On Mon, Jan 16, 2012 at 04:10:53PM -0800, David Barbour wrote:
> I disagree with this assertion: "we will need to embrace a style of
> programming without any synchronization whatsoever."
> 
> Rather, synchronization will just shift from the physical domain (e.g.
> compare-and-swap, data races on the network or bus) to the logical domain
>  (e.g. temporal semantics, consistency through commutativity and logical
> monotonicity). This essentially means trading memory for parallelism and
> performance.

Biology also synchronizes locally coupled oscillators (with positive
and negative feedback loops) which are made from asynchronous components.

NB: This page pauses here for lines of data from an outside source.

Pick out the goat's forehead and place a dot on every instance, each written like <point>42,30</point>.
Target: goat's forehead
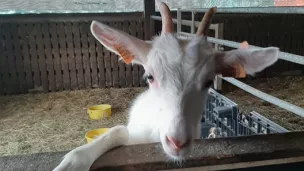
<point>167,45</point>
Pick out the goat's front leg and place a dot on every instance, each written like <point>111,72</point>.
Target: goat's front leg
<point>81,158</point>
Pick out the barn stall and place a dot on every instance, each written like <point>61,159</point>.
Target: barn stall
<point>52,69</point>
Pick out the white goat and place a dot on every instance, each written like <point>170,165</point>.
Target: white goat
<point>179,73</point>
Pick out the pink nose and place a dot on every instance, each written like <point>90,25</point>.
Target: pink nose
<point>176,144</point>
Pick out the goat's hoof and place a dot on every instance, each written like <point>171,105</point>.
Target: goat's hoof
<point>75,160</point>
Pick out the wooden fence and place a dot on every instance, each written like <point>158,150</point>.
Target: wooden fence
<point>55,52</point>
<point>59,54</point>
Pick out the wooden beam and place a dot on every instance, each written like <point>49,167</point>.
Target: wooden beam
<point>214,154</point>
<point>149,9</point>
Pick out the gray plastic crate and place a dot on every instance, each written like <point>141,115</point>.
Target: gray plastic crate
<point>255,123</point>
<point>223,115</point>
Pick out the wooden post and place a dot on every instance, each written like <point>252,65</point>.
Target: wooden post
<point>179,20</point>
<point>192,22</point>
<point>219,34</point>
<point>149,9</point>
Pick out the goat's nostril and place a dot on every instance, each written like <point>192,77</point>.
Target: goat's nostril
<point>177,145</point>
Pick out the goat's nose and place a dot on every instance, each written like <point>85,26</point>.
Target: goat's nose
<point>176,144</point>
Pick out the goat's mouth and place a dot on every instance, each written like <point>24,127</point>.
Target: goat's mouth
<point>177,155</point>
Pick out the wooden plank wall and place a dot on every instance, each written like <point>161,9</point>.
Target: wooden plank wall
<point>55,53</point>
<point>63,55</point>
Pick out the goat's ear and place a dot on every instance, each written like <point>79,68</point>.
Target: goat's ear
<point>129,48</point>
<point>245,61</point>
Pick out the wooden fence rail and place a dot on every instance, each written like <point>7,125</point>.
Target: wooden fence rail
<point>259,152</point>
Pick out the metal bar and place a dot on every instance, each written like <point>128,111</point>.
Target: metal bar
<point>179,21</point>
<point>183,22</point>
<point>251,10</point>
<point>271,99</point>
<point>282,55</point>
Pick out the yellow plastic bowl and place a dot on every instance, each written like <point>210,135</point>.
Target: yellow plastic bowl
<point>92,134</point>
<point>99,111</point>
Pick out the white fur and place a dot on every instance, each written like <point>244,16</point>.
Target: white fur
<point>174,103</point>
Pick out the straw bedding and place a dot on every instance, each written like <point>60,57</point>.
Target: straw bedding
<point>57,121</point>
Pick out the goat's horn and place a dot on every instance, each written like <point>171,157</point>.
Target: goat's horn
<point>206,22</point>
<point>166,17</point>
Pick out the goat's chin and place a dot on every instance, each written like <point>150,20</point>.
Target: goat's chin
<point>174,156</point>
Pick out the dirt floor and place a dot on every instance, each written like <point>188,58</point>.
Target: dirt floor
<point>58,121</point>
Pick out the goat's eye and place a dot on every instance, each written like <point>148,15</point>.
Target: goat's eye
<point>149,78</point>
<point>208,84</point>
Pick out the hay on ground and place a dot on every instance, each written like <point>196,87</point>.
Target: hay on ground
<point>57,121</point>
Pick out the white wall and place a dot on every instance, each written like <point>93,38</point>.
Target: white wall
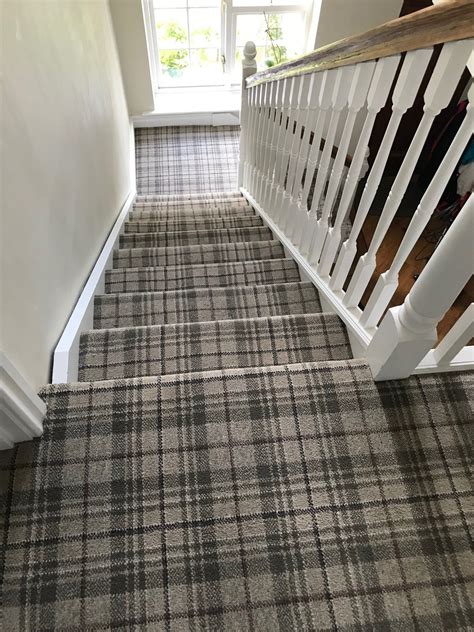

A nice, albeit a little shallow book on synchronization is
http://www.amazon.com/Sync-Order-Emerges-Universe-Nature/dp/0786887214/

Notice that Chuck Moore has a history of making clockless/asynchronous
chips, his latest being 144-core GA144 http://www.greenarraychips.com/

So you can go clockless at die level, as long as complexity is low.

> Berkeley's Order of Magnitude project (BOOM) and my own work on RDP are
> examples of effectively supporting logical synchronization. But there are a
> lot of precedents, e.g. regarding various `synchronous programming` models.
> 
> * http://lambda-the-ultimate.org/node/4162
> * http://awelonblue.wordpress.com/2011/10/06/vat-model-for-rdp/
> 
> I also expect we'll shift latency into the logical domain.